Thanks for sharing this writing by James Fallows' "What did you do in the class war, Daddy". Fallows was a student and protester at Harvard College in 1969.
Registration was re-instated in 1978/1979 by the Selective Service (SS) in the USA when I was a senior in high school (in Pgh PA) - and I had to make a decision, having leanings at the time toward Quaker witnessing to peace (and, as a child of the '60s, having witnessed some of the horrors of the American War in Vietnam).
If I recall correctly, I sent cards into the AFSC and War Tax Resisters' League on Cherry Street in Philadelphia witnessing to, and documenting, my conscientious objection to war.
And I put partial information on the SS card itself, including writing on this something like "I'm a CO" and that "I protest against war", and so created a paper trail of protest (which I suppose this email is an ongoing expression of even, as further documentation by writing). (Around the year 2003, and required to fill out information about FIFO grants as a student at the University of California at Santa Barbara in sociocultural anthropology, the US government still had a record of my Selective Service protest registration card, I was amazed to learn - which could have influenced the grant process at this time). The US governments reach, now through databases is long, as is Quakerly protest and organizing against government perpetrated injustice, such as war making.
Thanks for this piece by James Fallows - and I'm glad Quakers, and now also perchance NtFs, will continue to facilitate support for war resistance, and save the lives of both rich and poor war resisters, as well as potentially others the US government labels as enemies and sends the US military against.
Perhaps this piece by Fallows could be used in a NtF course for credit at the undergraduate level at accrediting Friendly-informed World University and School - http://worlduniversity.wikia.com/wiki/Nontheist_Friends_(atheist_Quakers%3F) - and become part of NtF history as well.
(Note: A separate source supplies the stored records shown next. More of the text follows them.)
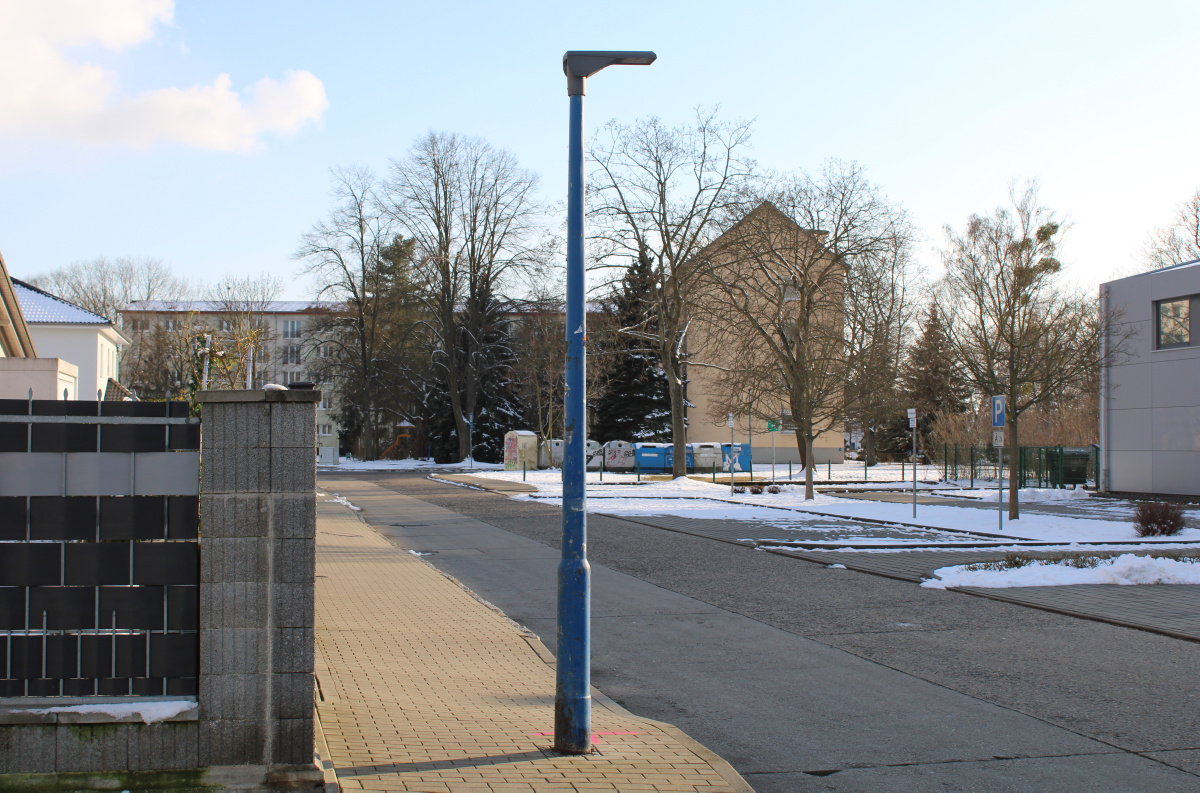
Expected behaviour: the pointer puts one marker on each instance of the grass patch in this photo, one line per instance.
(1081, 560)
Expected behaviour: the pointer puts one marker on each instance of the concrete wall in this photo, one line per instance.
(1152, 398)
(257, 575)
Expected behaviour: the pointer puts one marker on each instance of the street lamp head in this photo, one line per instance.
(579, 65)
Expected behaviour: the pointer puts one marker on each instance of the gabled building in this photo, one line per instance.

Registration, here at the time (late 1970s), meant 18 year olds were again required to sign up in order to be conscripted into the US military, and potentially go to kill people, in the event of US wartime. It was a first step by the US military after the successful mass protests, draft card burnings, and resistance, for example, against the Vietnam war and American atrocities there (2-3 million Vietnamese died in this American perpetrated atrocity, I've read), and nearly 60,000 Americans died in Vietnam in the 60s and early 70s. I haven't been able yet to find when conscription / the draft / registration in the 1970s ended, but 18 year olds were again required to register in the late 1970s to be conscripted by the US government / military. Do any NtFs know the history of the end of conscription / the draft / registration in the 1970s? Let's add it to some of the following links, where this history doesn't yet seem to have found a home, surprisingly.
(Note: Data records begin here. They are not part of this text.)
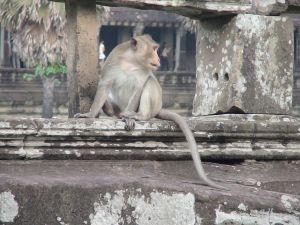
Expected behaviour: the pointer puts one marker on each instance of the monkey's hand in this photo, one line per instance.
(128, 118)
(83, 115)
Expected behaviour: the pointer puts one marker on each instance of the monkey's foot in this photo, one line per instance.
(129, 122)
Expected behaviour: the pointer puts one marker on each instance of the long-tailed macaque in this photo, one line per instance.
(129, 90)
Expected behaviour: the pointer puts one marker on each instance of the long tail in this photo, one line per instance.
(167, 115)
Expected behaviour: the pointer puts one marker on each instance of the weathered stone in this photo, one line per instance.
(244, 63)
(82, 57)
(147, 192)
(207, 8)
(223, 137)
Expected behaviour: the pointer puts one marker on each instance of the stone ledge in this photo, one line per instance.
(219, 137)
(147, 192)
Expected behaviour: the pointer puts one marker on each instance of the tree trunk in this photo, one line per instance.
(48, 96)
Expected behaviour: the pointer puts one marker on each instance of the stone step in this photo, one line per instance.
(77, 192)
(219, 137)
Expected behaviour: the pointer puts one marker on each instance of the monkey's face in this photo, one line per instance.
(145, 50)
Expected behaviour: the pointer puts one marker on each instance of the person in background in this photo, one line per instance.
(102, 56)
(163, 55)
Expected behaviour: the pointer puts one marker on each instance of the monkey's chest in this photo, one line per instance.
(120, 94)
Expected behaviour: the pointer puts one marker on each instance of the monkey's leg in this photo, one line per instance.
(99, 100)
(132, 107)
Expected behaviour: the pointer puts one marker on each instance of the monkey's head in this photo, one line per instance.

It would be interesting too to begin to write about NtFs thinking about military resistance and conscientious objection vis-a-vis the historic Quaker peace testimony and perhaps add this to the Wikipedia Nontheist Quaker wiki page - https://en.wikipedia.org/
wiki/Nontheist_Quakers - as well as to the http://www.nontheistfriends. org web site, for example.
Thanks, Bill, again for sharing this James Fallows' piece with the Nontheist Quakers/Friends' email list.
NtF regards, Scott
I just wiki-added this sentence -
"Nontheist Friends tend to share the Religious Society of Friends (RSOF) historic Quaker peace testimony and support for war resistance and conscientious objection" -
wiki/Nontheist_Friend (which Wikipedia redirected to https://en.wikipedia.org/wiki/ Nontheist_Quakers - and which first wiki page is accessible from here - http://worlduniversity.wikia. com/wiki/Nontheist_Friends_( atheist_Quakers%3F) ...).
Here too are some further resources re opposition to the Vietnam war -
Students_for_a_Democratic_ Society - and the related email I sent 2 hours ago. Quakers were very active in anti-war activity and peace marches, for example, in the 60s and 70s.
Do NtFriends agree with this sentence: "Nontheist Friends tend to share the Religious Society of Friends (RSOF) historic Quaker peace testimony and support for war resistance and conscientious objection"?